RENDE (CS) – Il tecnico Salvatore Speranza ha guidato i piccoli atleti della Scorpion di Rende che non hanno certamente deluso le aspettative. Nella categoria under 13, in un tabellone da 32 giocatori ottimo il 4 posto di Andrea Martino ed il 5 di Alessandro Adamo, mentre Paolo Ferrami è riuscito ad arrivare sino alla finale contro il forte atleta del Kendro di Triggiano Andrea Madio. Ferrami portava a casa il primo set ma poi cedeva il secondo ed il terzo set, accontentandosi comunque di un fantastico argento.

Nella categoria under 13 femminile, il torneo veniva dominato da una promettente Flavia Miceli che in finale aveva la meglio con la sua compagna di club Janna Faith Dimayuga per 2 set a 0, da menzionare anche il quarto posto di Martina Vadacchino.

Nel torneo under 15, Antonio Pansini  conquistava il quinto posto nel derby  con  Salvatore Vadacchino  per 3 set a 0, e la nuova promessa dello squash rendese Carmine Chiappetta arrivava in finale contro il campione italiano under 15  in carica, il barese Daniele De Bartolomeo, la partita era spettacolare e con il punteggio di 2 set pari si doveva arrivare al quinto game, nel quale Chiappetta pur lottando punto su punto perdeva per 11 9 arrivando comunque al secondo posto.

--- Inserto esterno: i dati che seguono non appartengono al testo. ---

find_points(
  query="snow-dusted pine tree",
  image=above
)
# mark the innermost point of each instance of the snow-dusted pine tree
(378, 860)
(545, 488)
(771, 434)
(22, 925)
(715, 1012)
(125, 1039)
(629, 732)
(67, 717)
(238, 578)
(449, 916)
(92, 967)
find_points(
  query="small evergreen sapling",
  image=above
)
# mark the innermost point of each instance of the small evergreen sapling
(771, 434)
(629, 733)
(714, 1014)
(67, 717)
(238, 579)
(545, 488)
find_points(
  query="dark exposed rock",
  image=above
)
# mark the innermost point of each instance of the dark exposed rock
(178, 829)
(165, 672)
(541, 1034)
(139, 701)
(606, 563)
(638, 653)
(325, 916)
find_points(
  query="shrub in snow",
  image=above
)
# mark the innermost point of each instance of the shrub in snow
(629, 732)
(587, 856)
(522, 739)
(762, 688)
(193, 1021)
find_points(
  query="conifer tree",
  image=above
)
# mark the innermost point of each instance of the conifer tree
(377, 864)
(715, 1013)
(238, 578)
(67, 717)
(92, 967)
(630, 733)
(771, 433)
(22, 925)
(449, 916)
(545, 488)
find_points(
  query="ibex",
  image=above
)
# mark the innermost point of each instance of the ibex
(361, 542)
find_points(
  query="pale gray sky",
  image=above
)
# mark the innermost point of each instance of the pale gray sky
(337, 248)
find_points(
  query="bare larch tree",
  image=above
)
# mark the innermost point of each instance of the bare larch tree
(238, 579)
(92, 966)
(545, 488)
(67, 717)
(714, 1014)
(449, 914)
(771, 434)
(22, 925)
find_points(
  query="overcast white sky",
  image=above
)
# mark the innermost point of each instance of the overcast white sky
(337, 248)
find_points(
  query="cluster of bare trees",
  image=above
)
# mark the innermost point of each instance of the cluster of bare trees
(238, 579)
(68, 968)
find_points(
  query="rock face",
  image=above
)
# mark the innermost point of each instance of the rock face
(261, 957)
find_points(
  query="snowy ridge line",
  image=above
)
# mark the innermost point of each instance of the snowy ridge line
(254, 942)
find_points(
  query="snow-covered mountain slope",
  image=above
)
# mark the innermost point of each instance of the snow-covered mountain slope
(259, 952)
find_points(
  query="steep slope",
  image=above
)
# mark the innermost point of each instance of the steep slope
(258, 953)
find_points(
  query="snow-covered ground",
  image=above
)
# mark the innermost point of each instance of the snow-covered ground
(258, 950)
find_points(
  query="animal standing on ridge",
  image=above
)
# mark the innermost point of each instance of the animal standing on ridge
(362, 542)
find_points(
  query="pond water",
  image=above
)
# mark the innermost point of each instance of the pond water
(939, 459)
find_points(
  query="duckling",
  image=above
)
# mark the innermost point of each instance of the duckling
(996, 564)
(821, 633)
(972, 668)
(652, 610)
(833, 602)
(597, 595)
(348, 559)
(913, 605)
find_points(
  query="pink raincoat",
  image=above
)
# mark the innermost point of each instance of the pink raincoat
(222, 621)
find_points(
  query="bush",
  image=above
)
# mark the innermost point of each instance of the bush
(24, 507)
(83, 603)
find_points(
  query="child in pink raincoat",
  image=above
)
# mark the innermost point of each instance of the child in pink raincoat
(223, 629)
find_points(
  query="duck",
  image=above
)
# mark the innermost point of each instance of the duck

Infine nel torneo Under 15 femminile la finale tutta rendese vedeva Stella De Marco prevalere per 3 set a 0 su Gemma Vercillo. Questo fine settimana la squadra IGreco di Rende si recherà al gran completo a Riccione,  dove nel C.T.F. Si disputerà la fase conclusiva del Campionato italiano assoluto a squadre. La IGreco prima in classifica con 39 punti dovrà respingere l’ultimo attacco dalla formazione di Milano che la gallina a sole 3 lunghezze.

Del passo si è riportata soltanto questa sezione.